But he was hardly prepared for what followed. The young gentleman who now came into the room—he was a pretty boy, of the fair-haired English type, with a little yellow moustache and clear, gray eyes—seemed almost incapable of speech, and his lips were quite pale.
“In—in what I have to say to you, Mr. Moore,” he said, in a breathless kind of way, “I hope there will be no need to mention any lady’s name. But you know whom I mean. That—that lady has placed her interests in my hands—she has appealed to me—I am here to demand reparation—in the usual way—”
“Reparation—for what?” Lionel asked, staring at the young man as if he were an escaped lunatic.
“Your attentions,” said the hapless boy, striving hard to preserve a calm demeanor, “your attentions are odious and objectionable—she will not submit to them any longer—”
“My attentions?” Lionel said. “If you mean Miss Burgoyne, I never paid her any—you must be out of your senses!”
“Shuffling will do you no good,” said this fierce warrior, who seemed to be always trying to swallow something—perhaps his wrath. “The lady has placed her interests in my hands; I demand the only reparation that is possible between gentlemen.”
“Look here, my young friend,” Lionel said, in a very cool sort of fashion, “do you want to go on the stage? Is that a specimen of what you can do?
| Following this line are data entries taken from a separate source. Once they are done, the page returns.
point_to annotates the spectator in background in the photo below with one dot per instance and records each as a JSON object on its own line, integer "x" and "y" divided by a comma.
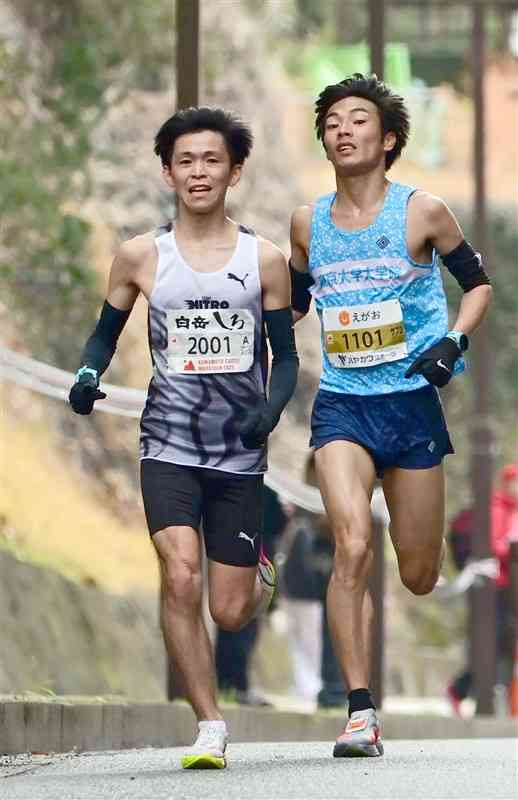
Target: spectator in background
{"x": 504, "y": 529}
{"x": 234, "y": 649}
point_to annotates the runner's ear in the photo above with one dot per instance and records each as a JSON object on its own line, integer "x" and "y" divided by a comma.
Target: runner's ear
{"x": 235, "y": 174}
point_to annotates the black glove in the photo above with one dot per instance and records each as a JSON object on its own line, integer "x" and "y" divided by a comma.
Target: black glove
{"x": 436, "y": 364}
{"x": 84, "y": 393}
{"x": 255, "y": 427}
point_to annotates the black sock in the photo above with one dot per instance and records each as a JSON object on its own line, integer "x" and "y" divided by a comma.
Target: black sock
{"x": 359, "y": 700}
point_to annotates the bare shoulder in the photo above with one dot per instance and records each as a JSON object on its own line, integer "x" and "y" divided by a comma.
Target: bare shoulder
{"x": 269, "y": 254}
{"x": 429, "y": 208}
{"x": 134, "y": 252}
{"x": 435, "y": 221}
{"x": 301, "y": 219}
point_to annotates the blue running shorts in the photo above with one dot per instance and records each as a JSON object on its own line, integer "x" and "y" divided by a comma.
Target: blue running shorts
{"x": 402, "y": 429}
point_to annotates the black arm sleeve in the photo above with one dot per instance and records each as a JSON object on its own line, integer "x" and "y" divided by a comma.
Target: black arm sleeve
{"x": 300, "y": 295}
{"x": 465, "y": 264}
{"x": 285, "y": 363}
{"x": 101, "y": 345}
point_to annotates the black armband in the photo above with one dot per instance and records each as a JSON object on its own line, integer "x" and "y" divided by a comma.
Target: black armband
{"x": 300, "y": 294}
{"x": 285, "y": 363}
{"x": 465, "y": 264}
{"x": 101, "y": 345}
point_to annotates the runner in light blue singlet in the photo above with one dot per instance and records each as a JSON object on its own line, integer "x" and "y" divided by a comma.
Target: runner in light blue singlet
{"x": 369, "y": 266}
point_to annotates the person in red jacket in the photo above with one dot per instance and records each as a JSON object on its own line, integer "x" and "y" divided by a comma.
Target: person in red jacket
{"x": 504, "y": 530}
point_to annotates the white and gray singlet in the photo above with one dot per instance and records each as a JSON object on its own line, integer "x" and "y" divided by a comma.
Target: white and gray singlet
{"x": 209, "y": 359}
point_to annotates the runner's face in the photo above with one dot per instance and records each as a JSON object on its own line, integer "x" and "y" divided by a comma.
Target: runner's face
{"x": 353, "y": 137}
{"x": 201, "y": 171}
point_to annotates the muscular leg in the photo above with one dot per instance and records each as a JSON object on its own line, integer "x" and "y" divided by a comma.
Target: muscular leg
{"x": 235, "y": 593}
{"x": 184, "y": 631}
{"x": 415, "y": 499}
{"x": 346, "y": 477}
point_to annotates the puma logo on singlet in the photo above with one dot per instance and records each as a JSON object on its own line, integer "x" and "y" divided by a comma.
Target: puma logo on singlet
{"x": 232, "y": 277}
{"x": 207, "y": 302}
{"x": 243, "y": 535}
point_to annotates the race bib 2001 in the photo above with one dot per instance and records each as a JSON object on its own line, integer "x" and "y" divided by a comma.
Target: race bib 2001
{"x": 209, "y": 341}
{"x": 364, "y": 336}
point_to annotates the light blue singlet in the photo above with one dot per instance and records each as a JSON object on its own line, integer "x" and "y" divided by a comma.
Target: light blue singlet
{"x": 366, "y": 268}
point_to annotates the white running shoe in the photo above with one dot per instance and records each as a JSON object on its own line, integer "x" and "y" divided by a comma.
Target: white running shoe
{"x": 208, "y": 751}
{"x": 268, "y": 575}
{"x": 361, "y": 736}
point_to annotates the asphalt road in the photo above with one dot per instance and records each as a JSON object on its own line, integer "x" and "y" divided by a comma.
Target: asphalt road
{"x": 481, "y": 769}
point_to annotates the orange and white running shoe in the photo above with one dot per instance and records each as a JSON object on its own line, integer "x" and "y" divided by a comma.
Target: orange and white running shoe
{"x": 361, "y": 736}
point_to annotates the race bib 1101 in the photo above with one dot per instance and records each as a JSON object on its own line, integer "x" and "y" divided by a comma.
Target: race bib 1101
{"x": 364, "y": 336}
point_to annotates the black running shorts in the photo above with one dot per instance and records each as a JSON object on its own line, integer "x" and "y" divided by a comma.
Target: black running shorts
{"x": 228, "y": 506}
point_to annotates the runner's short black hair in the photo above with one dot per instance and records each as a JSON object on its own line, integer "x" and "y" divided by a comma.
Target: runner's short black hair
{"x": 238, "y": 136}
{"x": 394, "y": 116}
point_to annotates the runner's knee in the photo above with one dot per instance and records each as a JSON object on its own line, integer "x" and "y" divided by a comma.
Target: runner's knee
{"x": 352, "y": 560}
{"x": 232, "y": 615}
{"x": 181, "y": 582}
{"x": 419, "y": 579}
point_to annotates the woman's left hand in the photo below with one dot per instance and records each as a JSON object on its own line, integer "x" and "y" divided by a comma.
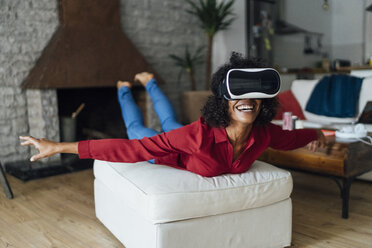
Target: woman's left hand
{"x": 320, "y": 142}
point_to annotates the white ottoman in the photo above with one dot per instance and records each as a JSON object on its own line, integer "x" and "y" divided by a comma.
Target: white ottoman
{"x": 156, "y": 206}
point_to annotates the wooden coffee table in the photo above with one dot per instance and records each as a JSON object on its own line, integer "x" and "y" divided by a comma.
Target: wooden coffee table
{"x": 342, "y": 162}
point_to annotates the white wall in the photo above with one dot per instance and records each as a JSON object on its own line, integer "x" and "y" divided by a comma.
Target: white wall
{"x": 368, "y": 30}
{"x": 342, "y": 26}
{"x": 347, "y": 30}
{"x": 232, "y": 39}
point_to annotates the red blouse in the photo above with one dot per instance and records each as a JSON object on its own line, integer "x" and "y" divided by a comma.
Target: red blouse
{"x": 197, "y": 147}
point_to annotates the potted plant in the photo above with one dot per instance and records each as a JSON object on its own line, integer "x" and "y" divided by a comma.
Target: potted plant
{"x": 187, "y": 63}
{"x": 213, "y": 18}
{"x": 192, "y": 101}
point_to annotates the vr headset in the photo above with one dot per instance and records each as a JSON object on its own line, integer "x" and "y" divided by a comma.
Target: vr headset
{"x": 250, "y": 83}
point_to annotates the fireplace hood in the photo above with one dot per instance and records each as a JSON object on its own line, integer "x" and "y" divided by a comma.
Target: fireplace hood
{"x": 89, "y": 49}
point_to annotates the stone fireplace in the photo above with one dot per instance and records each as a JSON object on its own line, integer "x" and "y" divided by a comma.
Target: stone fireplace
{"x": 157, "y": 28}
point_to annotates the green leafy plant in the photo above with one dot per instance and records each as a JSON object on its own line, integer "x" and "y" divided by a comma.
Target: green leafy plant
{"x": 213, "y": 17}
{"x": 188, "y": 63}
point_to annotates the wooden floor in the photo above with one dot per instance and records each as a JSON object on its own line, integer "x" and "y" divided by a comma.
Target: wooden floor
{"x": 59, "y": 212}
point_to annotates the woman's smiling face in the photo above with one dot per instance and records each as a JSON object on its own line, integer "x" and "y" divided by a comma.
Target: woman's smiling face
{"x": 244, "y": 111}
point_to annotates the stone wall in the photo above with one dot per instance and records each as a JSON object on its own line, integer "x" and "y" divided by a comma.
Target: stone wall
{"x": 156, "y": 27}
{"x": 25, "y": 28}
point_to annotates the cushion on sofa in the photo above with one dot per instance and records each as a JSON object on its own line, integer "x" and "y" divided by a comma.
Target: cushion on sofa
{"x": 162, "y": 193}
{"x": 288, "y": 103}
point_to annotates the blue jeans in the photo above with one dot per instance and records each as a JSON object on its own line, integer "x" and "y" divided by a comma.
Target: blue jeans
{"x": 133, "y": 117}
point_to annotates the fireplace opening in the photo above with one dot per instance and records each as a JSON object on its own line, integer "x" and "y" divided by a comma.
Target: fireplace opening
{"x": 101, "y": 116}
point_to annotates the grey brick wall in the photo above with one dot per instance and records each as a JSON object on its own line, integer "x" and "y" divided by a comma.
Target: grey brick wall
{"x": 156, "y": 27}
{"x": 25, "y": 28}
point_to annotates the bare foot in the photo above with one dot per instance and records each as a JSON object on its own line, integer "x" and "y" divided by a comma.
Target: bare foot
{"x": 120, "y": 84}
{"x": 143, "y": 77}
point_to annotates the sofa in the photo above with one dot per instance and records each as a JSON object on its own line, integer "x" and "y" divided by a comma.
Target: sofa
{"x": 156, "y": 206}
{"x": 295, "y": 101}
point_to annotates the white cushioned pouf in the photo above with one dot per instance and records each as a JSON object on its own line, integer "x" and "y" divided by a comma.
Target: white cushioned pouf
{"x": 157, "y": 196}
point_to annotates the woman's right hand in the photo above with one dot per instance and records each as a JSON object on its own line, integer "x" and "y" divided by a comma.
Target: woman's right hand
{"x": 46, "y": 147}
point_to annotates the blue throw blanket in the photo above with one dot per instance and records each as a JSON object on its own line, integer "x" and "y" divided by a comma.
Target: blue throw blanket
{"x": 335, "y": 96}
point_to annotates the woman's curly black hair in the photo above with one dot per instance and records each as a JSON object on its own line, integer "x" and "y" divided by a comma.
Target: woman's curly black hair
{"x": 215, "y": 110}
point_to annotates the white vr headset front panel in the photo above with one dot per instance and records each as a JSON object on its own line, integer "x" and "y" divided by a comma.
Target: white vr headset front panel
{"x": 250, "y": 94}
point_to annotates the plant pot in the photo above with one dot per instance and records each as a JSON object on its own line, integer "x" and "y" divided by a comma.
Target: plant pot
{"x": 192, "y": 103}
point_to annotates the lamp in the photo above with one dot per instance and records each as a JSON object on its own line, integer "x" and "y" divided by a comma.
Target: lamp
{"x": 369, "y": 8}
{"x": 325, "y": 5}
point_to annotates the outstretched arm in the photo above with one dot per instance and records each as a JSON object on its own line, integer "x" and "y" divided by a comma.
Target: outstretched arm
{"x": 48, "y": 148}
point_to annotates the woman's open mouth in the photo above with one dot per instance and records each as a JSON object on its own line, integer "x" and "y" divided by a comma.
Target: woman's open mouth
{"x": 246, "y": 107}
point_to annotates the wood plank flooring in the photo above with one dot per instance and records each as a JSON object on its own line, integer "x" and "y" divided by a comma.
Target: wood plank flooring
{"x": 59, "y": 212}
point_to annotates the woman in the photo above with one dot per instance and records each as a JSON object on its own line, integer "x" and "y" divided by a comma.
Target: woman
{"x": 228, "y": 138}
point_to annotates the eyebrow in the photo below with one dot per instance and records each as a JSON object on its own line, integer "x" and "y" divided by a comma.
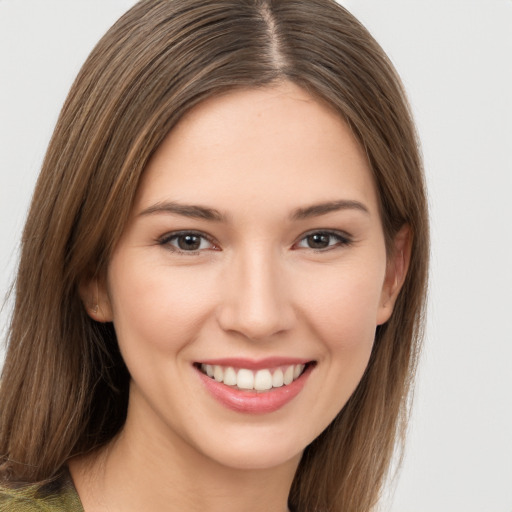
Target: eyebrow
{"x": 316, "y": 210}
{"x": 211, "y": 214}
{"x": 187, "y": 210}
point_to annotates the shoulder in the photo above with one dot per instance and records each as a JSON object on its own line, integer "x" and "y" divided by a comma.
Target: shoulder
{"x": 56, "y": 496}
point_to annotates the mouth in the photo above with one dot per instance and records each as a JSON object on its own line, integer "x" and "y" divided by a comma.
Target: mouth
{"x": 254, "y": 387}
{"x": 260, "y": 380}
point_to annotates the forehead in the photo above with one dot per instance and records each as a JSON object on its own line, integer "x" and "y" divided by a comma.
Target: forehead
{"x": 275, "y": 146}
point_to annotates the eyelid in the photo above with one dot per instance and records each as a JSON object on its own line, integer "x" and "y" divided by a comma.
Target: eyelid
{"x": 165, "y": 240}
{"x": 345, "y": 239}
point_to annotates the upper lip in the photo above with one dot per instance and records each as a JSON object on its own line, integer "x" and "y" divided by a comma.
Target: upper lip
{"x": 255, "y": 364}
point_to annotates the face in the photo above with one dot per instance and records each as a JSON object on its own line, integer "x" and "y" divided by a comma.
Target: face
{"x": 248, "y": 284}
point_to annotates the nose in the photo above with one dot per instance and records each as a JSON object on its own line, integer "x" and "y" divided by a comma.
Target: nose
{"x": 256, "y": 301}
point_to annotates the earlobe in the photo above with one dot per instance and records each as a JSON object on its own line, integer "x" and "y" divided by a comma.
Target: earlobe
{"x": 396, "y": 272}
{"x": 96, "y": 301}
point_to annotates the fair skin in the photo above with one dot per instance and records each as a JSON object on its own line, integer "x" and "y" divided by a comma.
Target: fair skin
{"x": 255, "y": 235}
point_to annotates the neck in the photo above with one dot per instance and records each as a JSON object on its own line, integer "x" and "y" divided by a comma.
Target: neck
{"x": 146, "y": 471}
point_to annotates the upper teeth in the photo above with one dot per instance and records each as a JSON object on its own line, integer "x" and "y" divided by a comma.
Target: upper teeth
{"x": 260, "y": 380}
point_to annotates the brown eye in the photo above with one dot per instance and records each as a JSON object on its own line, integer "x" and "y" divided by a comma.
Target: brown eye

For it isn’t bad, you know—for burlesque.”
“You won’t fight?” said the young man, getting paler and more breathless than ever.
“No, I will not fight—about nothing,” Lionel said, with perfect good-humor. “I am not such an ass. If Miss Burgoyne is annoyed because I passed her on Friday without recognizing her, that was simply a mistake for which I have already apologized to her. As for any cock-and-bull story about my having persecuted her with odious attentions, that’s all moonshine; she never put that into your head; that’s your own imagination—”
“By heavens, you shall fight!” broke in this infuriate young fool, and the next moment he had snatched up the ink-bottle from the table before him and tossed it into his enemy’s face. That is to say, it did not quite reach its aim; for Lionel had instinctively raised his hand, and the missile fell harmlessly on to the table again—not altogether harmlessly, either, for in falling the lid had opened and the ink was now flowing over Lady Rosamund’s open album. At sight of this mishap, Lionel sprang to his feet, his eyes afire.